Edgar L. Doctorow, La marcia (tit. orig. The March), traduzione di Vincenzo Mantovani, pagg. 365, Mondadori – Collana Scrittori italiani e stranieri, Milano, 2007
La marcia che dà il titolo a questo libro del newyorkese Doctorow, pubblicato nel 2005, è quella condotta nel dicembre del 1864 dal generale William Tecumseh Sherman attraverso la Georgia e le due Caroline nel momento culminante della guerra civile americana.
«Uncle Bill», come lo chiamavano i suoi fedelissimi, guidò dunque — per conto del Presidente Lincoln — la cosiddetta “marcia al mare” che, partita da Atlanta in Georgia si concluse con l’assedio e la presa della città di Savannah.
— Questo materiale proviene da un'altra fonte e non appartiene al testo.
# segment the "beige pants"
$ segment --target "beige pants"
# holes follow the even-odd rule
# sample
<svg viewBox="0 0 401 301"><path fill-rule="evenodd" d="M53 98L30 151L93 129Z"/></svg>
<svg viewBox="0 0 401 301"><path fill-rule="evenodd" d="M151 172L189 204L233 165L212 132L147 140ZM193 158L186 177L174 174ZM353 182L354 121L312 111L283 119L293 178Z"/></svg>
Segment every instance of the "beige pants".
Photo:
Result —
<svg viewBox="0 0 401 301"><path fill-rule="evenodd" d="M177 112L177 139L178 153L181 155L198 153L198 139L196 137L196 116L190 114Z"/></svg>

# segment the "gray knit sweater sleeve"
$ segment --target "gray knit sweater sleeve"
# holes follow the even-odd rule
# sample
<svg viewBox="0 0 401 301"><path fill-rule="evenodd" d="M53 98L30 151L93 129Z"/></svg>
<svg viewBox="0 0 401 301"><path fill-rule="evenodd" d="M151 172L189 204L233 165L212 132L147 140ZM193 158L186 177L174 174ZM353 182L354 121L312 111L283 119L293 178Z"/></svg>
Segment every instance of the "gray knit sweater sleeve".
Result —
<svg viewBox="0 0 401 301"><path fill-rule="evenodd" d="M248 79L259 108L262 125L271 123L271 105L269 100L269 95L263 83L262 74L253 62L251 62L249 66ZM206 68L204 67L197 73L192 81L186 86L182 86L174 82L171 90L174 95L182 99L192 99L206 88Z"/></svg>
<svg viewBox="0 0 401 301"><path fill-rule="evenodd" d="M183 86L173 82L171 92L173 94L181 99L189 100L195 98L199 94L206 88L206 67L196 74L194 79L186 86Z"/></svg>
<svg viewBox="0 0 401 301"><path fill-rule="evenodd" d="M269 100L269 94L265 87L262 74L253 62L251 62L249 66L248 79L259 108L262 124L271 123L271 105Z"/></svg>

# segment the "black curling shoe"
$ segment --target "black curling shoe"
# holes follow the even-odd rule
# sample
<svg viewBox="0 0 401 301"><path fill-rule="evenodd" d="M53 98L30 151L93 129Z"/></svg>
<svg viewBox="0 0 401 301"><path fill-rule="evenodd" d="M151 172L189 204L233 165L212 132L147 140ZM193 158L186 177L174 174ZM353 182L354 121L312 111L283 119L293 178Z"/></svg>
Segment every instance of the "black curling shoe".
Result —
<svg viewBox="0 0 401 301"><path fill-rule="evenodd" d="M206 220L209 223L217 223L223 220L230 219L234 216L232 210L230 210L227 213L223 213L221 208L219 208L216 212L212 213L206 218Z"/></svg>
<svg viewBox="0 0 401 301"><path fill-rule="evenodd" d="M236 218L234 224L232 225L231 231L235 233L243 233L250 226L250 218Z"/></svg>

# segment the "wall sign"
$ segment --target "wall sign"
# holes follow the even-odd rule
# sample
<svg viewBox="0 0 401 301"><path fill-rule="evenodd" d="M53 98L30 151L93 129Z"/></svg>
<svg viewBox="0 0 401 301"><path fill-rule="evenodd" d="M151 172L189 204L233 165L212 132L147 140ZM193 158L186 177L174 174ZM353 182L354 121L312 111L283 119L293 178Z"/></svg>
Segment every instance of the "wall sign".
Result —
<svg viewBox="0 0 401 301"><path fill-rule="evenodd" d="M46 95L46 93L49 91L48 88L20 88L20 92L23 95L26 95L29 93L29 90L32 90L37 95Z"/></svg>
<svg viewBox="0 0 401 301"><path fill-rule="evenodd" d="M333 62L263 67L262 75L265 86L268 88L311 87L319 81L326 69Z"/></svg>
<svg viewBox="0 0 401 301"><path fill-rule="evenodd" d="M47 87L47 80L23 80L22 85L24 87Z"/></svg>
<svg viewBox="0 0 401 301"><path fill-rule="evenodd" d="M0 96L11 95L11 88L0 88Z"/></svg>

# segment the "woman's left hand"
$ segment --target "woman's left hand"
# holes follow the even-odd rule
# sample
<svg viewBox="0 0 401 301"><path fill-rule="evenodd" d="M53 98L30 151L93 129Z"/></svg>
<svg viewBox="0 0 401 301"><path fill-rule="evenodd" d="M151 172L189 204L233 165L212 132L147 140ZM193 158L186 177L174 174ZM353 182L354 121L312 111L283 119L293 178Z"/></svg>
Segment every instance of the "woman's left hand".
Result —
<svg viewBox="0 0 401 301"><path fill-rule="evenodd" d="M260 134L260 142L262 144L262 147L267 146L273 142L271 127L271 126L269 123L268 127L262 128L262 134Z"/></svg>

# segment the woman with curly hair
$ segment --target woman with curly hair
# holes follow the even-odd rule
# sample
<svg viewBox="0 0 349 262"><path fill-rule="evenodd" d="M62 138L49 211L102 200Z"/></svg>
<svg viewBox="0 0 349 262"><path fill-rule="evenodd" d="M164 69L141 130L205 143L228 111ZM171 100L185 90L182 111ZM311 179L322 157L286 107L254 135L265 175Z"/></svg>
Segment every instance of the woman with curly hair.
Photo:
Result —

La distanza che i sessantamila uomini di Sherman dovettero percorrere era di appena sessanta miglia.
Furono sessanta miglia di inferno, incendi, morte e violenza, atrocità spaventose ma anche di gesti di eroismo e di pietà.
Shermann e i suoi uomini resero possibile la fine della schiavitù, ma nello stesso tempo portarono miseria, violenza, disperazione e terrore nelle città che misero a ferro e fuoco.
Tra i libri di scrittori statunitensi che ho letto negli ultimi tempi e che pur avendo più o meno apprezzato, poca traccia hanno lasciato in me, La marcia è quello che mi ha maggiormente colpita ed è per questo che ho voglia di parlarne qui.